Campbell v. Pitt County Memorial Hosp., 321 N.C. 260, 264-65, 362 S.E.2d 273, 275-76 (1987) (alterations in original).

    In reaching its decision to reverse the trial court's order denying plaintiff's motion to set aside the jury's verdict on the issue of damages, the Court of Appeals' majority relied upon the mistaken assumption that "[d]efendant does not dispute that his negligence caused the acute cervical sprain suffered by plaintiff." Anderson, 123 N.C. App. at 430, 473 S.E.2d at 401. A review of the record demonstrates that defendant contested the existence of all of plaintiff's alleged injuries, including the alleged cervical sprain, and there is no indication whatsoever that defendant ever conceded that plaintiff suffered a cervical sprain as a result of this accident. Although defendant's answer admitted that the accident was caused by his negligence, the answer specifically denied the existence of either proximate cause or damages. Further, cross-examination of plaintiff's treating physician, Dr. Blake, by counsel for defendant tended to show that plaintiff had significant degenerative disc disease that preexisted the accident and that neck pain from this condition could have become manifest without the accident. It is the jury's function to weigh the evidence and to determine the credibility of witnesses. In this case, the jury was presented with all of the evidence, was instructed properly on the law, and made its decision accordingly. Therefore, we cannot conclude from the "cold record" that the trial court's ruling in denying plaintiff's motion to set aside the verdict on the issue of damages probably amounted to a substantial miscarriage of justice.
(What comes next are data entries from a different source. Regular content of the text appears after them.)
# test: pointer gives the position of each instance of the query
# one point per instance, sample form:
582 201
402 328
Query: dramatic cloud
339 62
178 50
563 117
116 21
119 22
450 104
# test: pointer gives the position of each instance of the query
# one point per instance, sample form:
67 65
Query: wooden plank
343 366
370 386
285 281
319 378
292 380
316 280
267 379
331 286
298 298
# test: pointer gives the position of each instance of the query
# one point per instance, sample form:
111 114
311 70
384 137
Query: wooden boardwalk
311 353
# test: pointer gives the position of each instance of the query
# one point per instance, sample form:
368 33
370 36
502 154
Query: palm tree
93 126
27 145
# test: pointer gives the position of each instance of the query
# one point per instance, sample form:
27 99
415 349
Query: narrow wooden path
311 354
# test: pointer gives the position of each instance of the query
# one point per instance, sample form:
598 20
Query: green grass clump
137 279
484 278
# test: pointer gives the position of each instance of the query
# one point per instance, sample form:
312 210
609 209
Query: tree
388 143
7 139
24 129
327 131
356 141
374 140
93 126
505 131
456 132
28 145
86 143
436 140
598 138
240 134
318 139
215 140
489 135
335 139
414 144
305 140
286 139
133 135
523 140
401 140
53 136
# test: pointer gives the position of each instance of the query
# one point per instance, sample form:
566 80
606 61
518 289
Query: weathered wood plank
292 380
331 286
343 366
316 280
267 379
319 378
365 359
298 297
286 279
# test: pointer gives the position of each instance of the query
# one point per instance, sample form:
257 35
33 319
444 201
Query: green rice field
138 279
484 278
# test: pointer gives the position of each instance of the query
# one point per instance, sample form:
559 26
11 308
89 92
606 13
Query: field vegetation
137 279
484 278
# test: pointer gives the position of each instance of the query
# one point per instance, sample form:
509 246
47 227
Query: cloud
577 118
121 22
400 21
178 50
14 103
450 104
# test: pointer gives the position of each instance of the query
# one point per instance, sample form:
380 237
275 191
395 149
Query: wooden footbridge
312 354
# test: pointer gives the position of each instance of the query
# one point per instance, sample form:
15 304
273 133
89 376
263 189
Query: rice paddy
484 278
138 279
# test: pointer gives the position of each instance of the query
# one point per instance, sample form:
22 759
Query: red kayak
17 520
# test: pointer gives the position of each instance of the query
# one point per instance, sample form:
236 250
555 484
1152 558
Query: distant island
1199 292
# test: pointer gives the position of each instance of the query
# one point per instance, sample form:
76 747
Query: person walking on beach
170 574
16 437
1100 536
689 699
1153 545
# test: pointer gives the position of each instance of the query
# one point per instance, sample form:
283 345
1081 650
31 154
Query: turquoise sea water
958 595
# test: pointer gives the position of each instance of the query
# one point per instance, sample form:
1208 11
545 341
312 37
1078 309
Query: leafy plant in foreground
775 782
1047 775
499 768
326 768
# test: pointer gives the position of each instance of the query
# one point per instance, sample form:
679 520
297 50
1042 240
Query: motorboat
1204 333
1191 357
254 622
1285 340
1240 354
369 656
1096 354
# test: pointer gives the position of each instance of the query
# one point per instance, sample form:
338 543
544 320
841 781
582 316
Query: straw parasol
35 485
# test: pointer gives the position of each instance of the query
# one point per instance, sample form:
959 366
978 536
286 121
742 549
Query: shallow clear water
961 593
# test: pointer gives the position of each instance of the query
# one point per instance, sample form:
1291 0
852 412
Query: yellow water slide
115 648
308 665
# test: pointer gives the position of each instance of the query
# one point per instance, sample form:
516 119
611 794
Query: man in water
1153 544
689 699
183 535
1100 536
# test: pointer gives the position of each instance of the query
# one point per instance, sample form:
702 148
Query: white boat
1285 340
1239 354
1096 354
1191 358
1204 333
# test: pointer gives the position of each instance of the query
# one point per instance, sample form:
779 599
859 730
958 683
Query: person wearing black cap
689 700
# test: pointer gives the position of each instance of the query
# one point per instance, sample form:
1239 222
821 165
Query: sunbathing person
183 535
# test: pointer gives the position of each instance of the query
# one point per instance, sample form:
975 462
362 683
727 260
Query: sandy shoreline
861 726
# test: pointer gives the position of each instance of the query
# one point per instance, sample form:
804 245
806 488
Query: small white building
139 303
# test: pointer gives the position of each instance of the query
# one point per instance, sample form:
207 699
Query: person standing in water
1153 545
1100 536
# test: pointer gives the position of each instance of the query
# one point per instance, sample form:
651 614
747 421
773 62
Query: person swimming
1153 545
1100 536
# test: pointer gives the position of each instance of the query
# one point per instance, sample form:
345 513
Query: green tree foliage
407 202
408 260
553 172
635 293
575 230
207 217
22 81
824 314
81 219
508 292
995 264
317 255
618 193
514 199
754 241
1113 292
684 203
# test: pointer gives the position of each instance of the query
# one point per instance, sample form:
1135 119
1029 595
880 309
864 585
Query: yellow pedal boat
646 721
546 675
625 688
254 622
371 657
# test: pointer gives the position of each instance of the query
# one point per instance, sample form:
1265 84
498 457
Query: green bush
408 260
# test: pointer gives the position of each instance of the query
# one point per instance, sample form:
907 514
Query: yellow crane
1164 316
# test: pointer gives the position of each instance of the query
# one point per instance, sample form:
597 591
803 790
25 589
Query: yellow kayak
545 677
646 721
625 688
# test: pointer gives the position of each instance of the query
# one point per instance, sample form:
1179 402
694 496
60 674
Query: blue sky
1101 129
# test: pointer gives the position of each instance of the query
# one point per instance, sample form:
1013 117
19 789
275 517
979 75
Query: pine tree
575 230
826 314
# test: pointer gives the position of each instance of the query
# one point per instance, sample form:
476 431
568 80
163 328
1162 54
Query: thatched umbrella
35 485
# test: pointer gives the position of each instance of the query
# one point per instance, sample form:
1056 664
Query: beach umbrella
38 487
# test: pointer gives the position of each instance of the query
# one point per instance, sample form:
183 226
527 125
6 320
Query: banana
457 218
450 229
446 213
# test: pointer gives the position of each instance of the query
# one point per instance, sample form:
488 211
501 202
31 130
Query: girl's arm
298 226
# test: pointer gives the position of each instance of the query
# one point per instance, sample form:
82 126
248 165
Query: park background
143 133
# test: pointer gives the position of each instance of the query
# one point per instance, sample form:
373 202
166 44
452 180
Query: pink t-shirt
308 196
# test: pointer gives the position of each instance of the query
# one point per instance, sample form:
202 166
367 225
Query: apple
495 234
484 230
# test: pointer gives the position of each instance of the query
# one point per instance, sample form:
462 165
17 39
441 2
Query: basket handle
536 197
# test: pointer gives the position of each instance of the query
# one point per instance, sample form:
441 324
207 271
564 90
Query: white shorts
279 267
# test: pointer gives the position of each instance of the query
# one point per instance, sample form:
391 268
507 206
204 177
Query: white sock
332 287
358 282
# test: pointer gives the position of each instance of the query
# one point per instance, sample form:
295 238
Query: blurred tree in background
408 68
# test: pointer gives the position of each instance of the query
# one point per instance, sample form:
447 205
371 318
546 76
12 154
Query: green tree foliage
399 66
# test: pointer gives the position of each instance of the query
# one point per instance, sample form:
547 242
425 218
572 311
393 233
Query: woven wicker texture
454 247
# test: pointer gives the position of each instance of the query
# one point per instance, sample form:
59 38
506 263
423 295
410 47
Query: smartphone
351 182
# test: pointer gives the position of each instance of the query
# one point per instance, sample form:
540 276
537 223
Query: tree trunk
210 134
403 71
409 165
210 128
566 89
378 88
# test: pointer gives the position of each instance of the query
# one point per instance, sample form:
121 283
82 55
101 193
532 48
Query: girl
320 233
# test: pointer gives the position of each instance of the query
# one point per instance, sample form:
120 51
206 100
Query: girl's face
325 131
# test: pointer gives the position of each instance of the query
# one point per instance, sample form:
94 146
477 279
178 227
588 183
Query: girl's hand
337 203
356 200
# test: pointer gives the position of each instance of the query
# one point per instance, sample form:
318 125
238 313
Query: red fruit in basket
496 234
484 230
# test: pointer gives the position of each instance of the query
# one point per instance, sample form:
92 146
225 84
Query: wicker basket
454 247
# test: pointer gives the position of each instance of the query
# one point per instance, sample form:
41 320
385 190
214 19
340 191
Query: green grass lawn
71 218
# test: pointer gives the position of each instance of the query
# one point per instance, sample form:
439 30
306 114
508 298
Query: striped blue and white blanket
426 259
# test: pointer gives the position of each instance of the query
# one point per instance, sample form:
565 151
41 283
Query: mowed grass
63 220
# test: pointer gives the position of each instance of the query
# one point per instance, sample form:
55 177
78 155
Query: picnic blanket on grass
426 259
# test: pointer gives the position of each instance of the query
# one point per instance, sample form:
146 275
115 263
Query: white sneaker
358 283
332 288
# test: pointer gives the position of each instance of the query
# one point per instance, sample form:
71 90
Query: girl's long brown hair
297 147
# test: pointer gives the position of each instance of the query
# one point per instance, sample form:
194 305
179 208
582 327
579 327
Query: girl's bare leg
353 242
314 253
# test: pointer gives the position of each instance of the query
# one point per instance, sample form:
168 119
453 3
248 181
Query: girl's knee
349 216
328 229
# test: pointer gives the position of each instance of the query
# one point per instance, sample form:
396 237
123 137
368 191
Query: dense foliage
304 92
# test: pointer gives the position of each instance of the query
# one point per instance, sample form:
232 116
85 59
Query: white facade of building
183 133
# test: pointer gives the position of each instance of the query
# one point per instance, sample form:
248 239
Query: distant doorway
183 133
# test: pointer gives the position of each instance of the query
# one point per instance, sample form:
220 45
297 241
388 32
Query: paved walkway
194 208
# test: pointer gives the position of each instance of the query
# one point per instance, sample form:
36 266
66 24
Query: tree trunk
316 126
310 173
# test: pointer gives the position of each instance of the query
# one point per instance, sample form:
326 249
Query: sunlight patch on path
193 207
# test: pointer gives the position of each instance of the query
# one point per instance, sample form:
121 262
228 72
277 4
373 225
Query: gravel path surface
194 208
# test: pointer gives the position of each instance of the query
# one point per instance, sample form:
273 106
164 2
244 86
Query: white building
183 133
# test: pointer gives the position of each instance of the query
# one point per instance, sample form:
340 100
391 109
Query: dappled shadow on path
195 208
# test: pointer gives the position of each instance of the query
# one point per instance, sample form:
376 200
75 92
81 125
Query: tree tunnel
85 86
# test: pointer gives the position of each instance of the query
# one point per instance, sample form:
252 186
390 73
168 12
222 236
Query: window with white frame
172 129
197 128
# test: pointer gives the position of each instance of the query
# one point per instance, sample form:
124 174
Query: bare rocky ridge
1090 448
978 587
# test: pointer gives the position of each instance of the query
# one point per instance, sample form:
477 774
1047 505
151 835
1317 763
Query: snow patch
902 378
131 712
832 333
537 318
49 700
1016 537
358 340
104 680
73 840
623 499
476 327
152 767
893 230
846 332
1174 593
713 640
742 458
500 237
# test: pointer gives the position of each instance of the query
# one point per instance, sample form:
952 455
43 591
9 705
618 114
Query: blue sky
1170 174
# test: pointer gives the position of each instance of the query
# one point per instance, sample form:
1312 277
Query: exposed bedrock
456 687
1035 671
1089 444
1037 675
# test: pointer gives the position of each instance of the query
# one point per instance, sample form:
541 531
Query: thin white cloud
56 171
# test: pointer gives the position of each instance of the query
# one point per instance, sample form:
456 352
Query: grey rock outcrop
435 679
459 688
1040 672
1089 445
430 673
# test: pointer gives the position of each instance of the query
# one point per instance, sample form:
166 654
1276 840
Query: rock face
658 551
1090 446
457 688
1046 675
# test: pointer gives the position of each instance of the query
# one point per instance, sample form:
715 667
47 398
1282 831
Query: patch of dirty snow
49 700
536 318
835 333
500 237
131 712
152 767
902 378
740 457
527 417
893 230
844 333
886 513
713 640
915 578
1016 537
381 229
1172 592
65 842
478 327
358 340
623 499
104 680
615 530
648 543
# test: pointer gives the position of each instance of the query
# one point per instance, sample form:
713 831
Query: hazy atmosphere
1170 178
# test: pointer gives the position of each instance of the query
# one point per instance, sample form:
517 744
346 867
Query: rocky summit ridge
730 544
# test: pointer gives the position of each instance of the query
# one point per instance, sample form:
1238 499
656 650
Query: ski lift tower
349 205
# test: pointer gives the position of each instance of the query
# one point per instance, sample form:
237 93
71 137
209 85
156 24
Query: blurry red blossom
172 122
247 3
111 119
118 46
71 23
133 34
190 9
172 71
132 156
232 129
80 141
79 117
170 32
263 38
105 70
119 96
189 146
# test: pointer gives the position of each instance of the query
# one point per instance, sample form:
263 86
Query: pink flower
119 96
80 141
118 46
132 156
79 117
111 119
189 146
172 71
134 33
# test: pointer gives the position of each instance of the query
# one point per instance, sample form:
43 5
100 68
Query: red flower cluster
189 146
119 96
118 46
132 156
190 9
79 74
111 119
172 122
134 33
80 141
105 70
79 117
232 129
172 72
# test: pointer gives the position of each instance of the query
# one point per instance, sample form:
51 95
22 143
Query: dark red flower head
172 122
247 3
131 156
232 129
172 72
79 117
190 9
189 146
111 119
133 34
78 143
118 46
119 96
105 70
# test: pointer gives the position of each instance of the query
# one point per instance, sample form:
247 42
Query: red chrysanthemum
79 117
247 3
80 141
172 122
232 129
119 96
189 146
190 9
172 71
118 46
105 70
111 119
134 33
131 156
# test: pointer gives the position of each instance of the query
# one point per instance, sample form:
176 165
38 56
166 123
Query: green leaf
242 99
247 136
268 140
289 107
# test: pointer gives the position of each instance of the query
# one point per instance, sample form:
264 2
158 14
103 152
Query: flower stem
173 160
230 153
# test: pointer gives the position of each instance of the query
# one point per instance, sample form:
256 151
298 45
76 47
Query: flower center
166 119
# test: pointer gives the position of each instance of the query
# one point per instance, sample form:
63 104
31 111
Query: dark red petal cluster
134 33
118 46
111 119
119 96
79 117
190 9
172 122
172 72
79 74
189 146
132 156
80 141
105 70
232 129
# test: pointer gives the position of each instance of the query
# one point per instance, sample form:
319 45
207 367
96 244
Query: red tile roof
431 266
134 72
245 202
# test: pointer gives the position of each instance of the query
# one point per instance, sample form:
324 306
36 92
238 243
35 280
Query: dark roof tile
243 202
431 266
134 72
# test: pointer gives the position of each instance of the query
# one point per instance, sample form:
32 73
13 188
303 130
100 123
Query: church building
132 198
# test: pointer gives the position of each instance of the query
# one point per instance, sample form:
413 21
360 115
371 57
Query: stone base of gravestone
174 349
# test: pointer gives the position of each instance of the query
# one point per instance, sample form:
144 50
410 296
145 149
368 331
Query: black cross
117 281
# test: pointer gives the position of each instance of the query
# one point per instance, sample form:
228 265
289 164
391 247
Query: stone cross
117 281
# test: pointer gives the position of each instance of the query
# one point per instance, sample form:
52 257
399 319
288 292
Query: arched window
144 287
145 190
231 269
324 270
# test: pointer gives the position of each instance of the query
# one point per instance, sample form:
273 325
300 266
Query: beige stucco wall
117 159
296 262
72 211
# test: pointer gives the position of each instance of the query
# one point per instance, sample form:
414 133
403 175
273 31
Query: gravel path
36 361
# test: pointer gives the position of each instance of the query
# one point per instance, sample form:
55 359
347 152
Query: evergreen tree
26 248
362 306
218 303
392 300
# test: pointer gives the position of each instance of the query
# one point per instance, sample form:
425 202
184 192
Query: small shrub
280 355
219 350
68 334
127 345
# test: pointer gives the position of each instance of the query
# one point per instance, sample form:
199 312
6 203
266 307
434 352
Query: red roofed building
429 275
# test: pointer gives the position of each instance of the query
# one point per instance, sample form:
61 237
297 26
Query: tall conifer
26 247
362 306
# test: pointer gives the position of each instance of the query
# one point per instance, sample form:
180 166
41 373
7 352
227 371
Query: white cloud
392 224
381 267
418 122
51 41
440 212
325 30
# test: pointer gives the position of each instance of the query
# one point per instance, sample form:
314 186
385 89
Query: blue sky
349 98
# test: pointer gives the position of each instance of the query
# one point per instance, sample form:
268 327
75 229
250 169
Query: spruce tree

    For the reasons stated herein, we conclude that the Court of Appeals did not err in treating this purported appeal as a petition for writ of certiorari. We reverse the decision of the Court of Appeals which reversed the judgment of the trial court and remand this case to that court for further remand to the Superior Court, Gaston County, for reinstatement of its judgment.

    REVERSED AND REMANDED.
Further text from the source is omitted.